2016-07-29

Barjols, 1801, une visite à Cécile Audibert

Nous avions rencontré Cécile toute jeune fille, elle avait vingt ans à la veille de son mariage, en novembre 1785. Elle a quitté notre village pour vivre dans la famille de son mari, Joseph Burle, maître boulanger à Barjols.


J’ai souvent pensé à Magdelaine Allier (sosa 173) qui devait aller voir sa fille. Barjols est distant de 25 km de Saint-Julien.

Allons leur rendre visite dans le quartier de la Grand'rue à Barjols, au début de l’année 1801.
A cette époque-là, Cécile a 36 ans, elle va bientôt mettre au monde son cinquième enfant.
Magdelaine est sans doute présente lors du romérage le 16 au 19 janvier. Il s’agit de la fête votive, celle de saint Marcel, le patron de Barjols qui a inspiré le prénom de tant de garçons. C’est une fête spéciale qui mêle les danses païennes et les rites catholiques. Dans l’église, le curé et ses paroissiens dansent les tripettes devant le buste du saint. Les bravadeurs tirent des salves de tromblon, la procession s’achemine à la rencontre du bœuf gras tout enrubanné.

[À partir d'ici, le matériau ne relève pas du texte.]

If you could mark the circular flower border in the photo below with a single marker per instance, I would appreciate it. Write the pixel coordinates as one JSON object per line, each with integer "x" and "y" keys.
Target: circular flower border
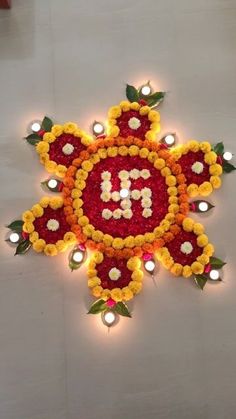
{"x": 130, "y": 246}
{"x": 117, "y": 294}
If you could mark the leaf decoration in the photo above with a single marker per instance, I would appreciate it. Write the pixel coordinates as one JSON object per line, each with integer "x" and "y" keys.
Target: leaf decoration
{"x": 216, "y": 262}
{"x": 155, "y": 98}
{"x": 23, "y": 247}
{"x": 122, "y": 309}
{"x": 33, "y": 139}
{"x": 201, "y": 280}
{"x": 228, "y": 167}
{"x": 16, "y": 226}
{"x": 98, "y": 307}
{"x": 219, "y": 148}
{"x": 132, "y": 93}
{"x": 47, "y": 124}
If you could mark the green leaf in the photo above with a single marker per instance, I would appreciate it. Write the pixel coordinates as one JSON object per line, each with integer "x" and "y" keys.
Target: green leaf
{"x": 132, "y": 93}
{"x": 228, "y": 167}
{"x": 47, "y": 124}
{"x": 98, "y": 307}
{"x": 201, "y": 280}
{"x": 219, "y": 148}
{"x": 155, "y": 98}
{"x": 23, "y": 247}
{"x": 122, "y": 309}
{"x": 216, "y": 262}
{"x": 33, "y": 139}
{"x": 16, "y": 225}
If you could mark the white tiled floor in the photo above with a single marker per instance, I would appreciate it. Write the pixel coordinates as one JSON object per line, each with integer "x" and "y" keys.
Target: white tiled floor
{"x": 176, "y": 358}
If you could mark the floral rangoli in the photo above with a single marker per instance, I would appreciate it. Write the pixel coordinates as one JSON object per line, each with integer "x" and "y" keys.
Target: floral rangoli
{"x": 125, "y": 197}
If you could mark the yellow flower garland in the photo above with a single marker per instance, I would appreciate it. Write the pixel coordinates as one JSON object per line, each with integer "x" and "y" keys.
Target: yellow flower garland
{"x": 117, "y": 294}
{"x": 43, "y": 147}
{"x": 40, "y": 245}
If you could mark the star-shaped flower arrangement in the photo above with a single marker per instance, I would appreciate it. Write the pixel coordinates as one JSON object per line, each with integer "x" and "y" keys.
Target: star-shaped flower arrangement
{"x": 126, "y": 197}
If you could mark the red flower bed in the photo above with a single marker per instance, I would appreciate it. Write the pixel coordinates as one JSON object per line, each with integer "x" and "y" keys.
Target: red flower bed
{"x": 125, "y": 130}
{"x": 93, "y": 205}
{"x": 49, "y": 236}
{"x": 103, "y": 273}
{"x": 56, "y": 154}
{"x": 186, "y": 162}
{"x": 175, "y": 252}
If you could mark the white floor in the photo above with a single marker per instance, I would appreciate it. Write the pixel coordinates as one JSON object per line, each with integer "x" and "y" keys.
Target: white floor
{"x": 176, "y": 358}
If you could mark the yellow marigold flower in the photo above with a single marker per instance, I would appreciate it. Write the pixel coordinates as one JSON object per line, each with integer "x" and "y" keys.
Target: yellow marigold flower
{"x": 57, "y": 130}
{"x": 137, "y": 275}
{"x": 209, "y": 249}
{"x": 49, "y": 137}
{"x": 107, "y": 239}
{"x": 202, "y": 240}
{"x": 197, "y": 268}
{"x": 215, "y": 169}
{"x": 105, "y": 294}
{"x": 193, "y": 145}
{"x": 210, "y": 157}
{"x": 87, "y": 165}
{"x": 98, "y": 257}
{"x": 50, "y": 166}
{"x": 44, "y": 201}
{"x": 37, "y": 210}
{"x": 154, "y": 116}
{"x": 144, "y": 110}
{"x": 93, "y": 282}
{"x": 83, "y": 221}
{"x": 114, "y": 112}
{"x": 150, "y": 135}
{"x": 50, "y": 250}
{"x": 97, "y": 291}
{"x": 171, "y": 180}
{"x": 135, "y": 106}
{"x": 198, "y": 229}
{"x": 129, "y": 242}
{"x": 133, "y": 150}
{"x": 123, "y": 150}
{"x": 70, "y": 127}
{"x": 42, "y": 147}
{"x": 56, "y": 202}
{"x": 159, "y": 164}
{"x": 187, "y": 271}
{"x": 69, "y": 238}
{"x": 149, "y": 237}
{"x": 143, "y": 152}
{"x": 215, "y": 181}
{"x": 176, "y": 269}
{"x": 127, "y": 294}
{"x": 192, "y": 190}
{"x": 39, "y": 245}
{"x": 133, "y": 263}
{"x": 204, "y": 259}
{"x": 80, "y": 184}
{"x": 33, "y": 236}
{"x": 113, "y": 131}
{"x": 125, "y": 105}
{"x": 205, "y": 147}
{"x": 205, "y": 189}
{"x": 61, "y": 245}
{"x": 28, "y": 216}
{"x": 88, "y": 230}
{"x": 112, "y": 151}
{"x": 116, "y": 294}
{"x": 118, "y": 243}
{"x": 135, "y": 286}
{"x": 188, "y": 224}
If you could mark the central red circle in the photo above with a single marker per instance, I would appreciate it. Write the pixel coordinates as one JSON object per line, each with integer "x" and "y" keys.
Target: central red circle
{"x": 93, "y": 205}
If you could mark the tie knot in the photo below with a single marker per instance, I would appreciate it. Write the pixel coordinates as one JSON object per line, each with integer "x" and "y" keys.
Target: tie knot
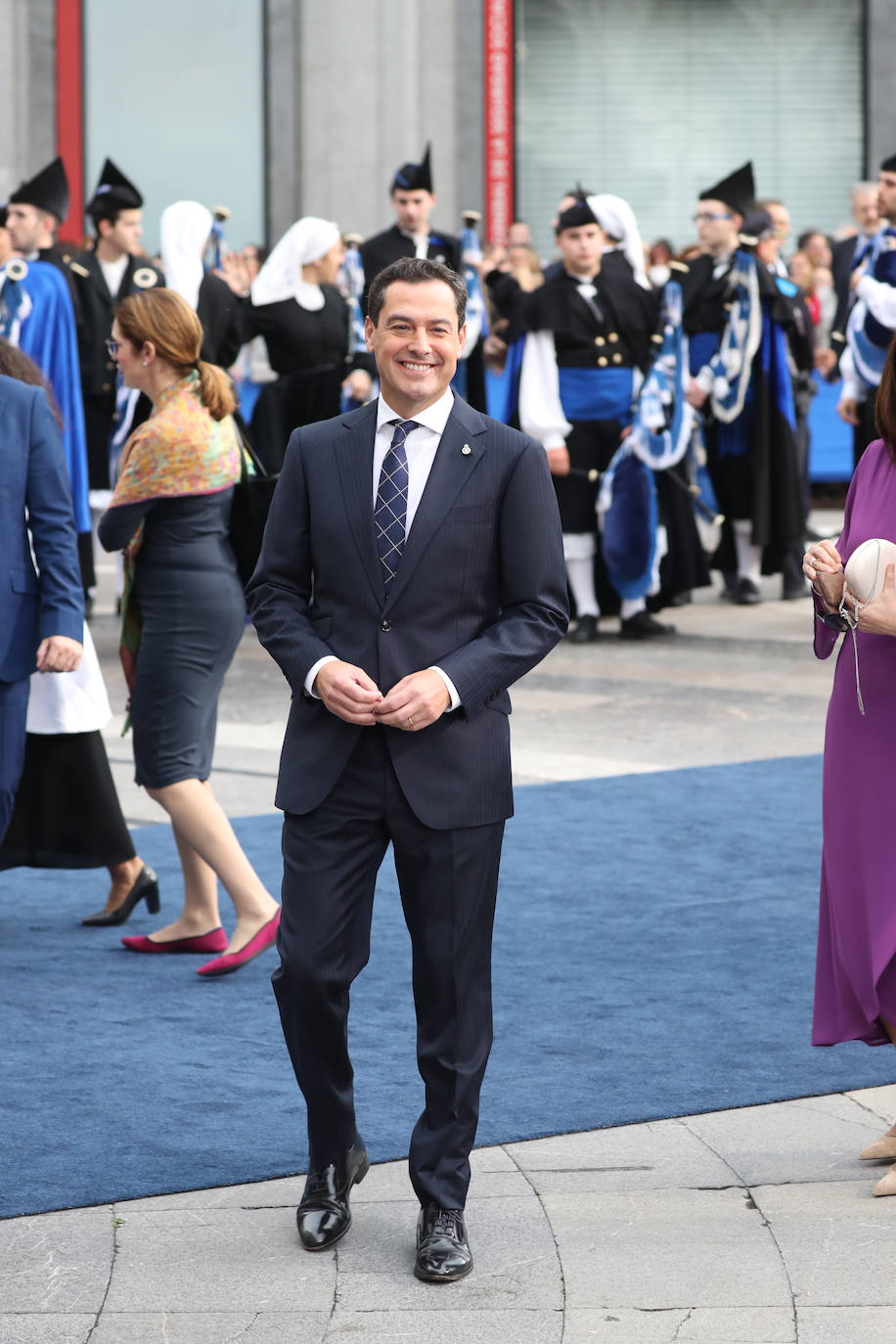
{"x": 402, "y": 430}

Les messes, les danses, les farandoles au son du fifre et des tambourins se succèdent; le troisième jour est celui du sacrifice du bœuf qui sera rôti et dégusté par la population.

Devinez quel prénom porte le nouveau bébé de Cécile ? 
Je suppose qu’elle a fait le vœu d’avoir un fils pendant la messe du romérage.
Hipolite Marcel est né le 26 janvier. La jeune maman a besoin de l’aide de sa mère encore bien vaillante à l’âge de 62 ans.
Mais que lui arrive-t-il ? Le 22 pluviôse an 9, Magdelaine gamberge, elle se sent bien fatiguée. Elle meurt brutalement à 10 heures du soir. Son petit-fils, nouveau-né, n’a que deux semaines. Voilà Cécile bien désemparée, elle va faire prévenir son frère Jean François, aubergiste à Saint-Julien. Cécile pleure sa maman. 
De plus, elle est très inquiète pour son petit Joseph Laurent âgé de 2 ans et demi lequel est bien fiévreux. Le lendemain, à la même heure de 10 h du soir, l’enfant ne respire plus. Cécile pleure deux fois plus, si une telle chose est possible.

Quel triste enterrement !  La grand-mère et son petit-fils se sont suivis en quelques heures !

Voici l’acte de décès de l’enfant (AD 83). Il contient une erreur sur le nom de sa mère qui est appelée Magdelene Audibert, du prénom de la grand-mère décédée le jour d'avant.


Lisons attentivement l’acte de décès de Magdelaine Allié, lequel pourrait encore nous induire en erreur. Elle n’avait pas 64 ans, mais 62 ans et deux mois. Née à Grand Bois qui ne se trouve pas dans les Basses-Alpes mais dans le Vaucluse. Je sais maintenant qu’il s’agit de Grambois que je vous présenterai dans un prochain article; rassurez-vous, je connais aussi le nom de sa mère que les témoins ignoraient. Cependant, on apprend que Magdelaine « se trouvait cazuellement à Barjols» ce qui confirme que cette bonne grand-mère était venue à Barjols à l’occasion de l’accouchement de Cécile.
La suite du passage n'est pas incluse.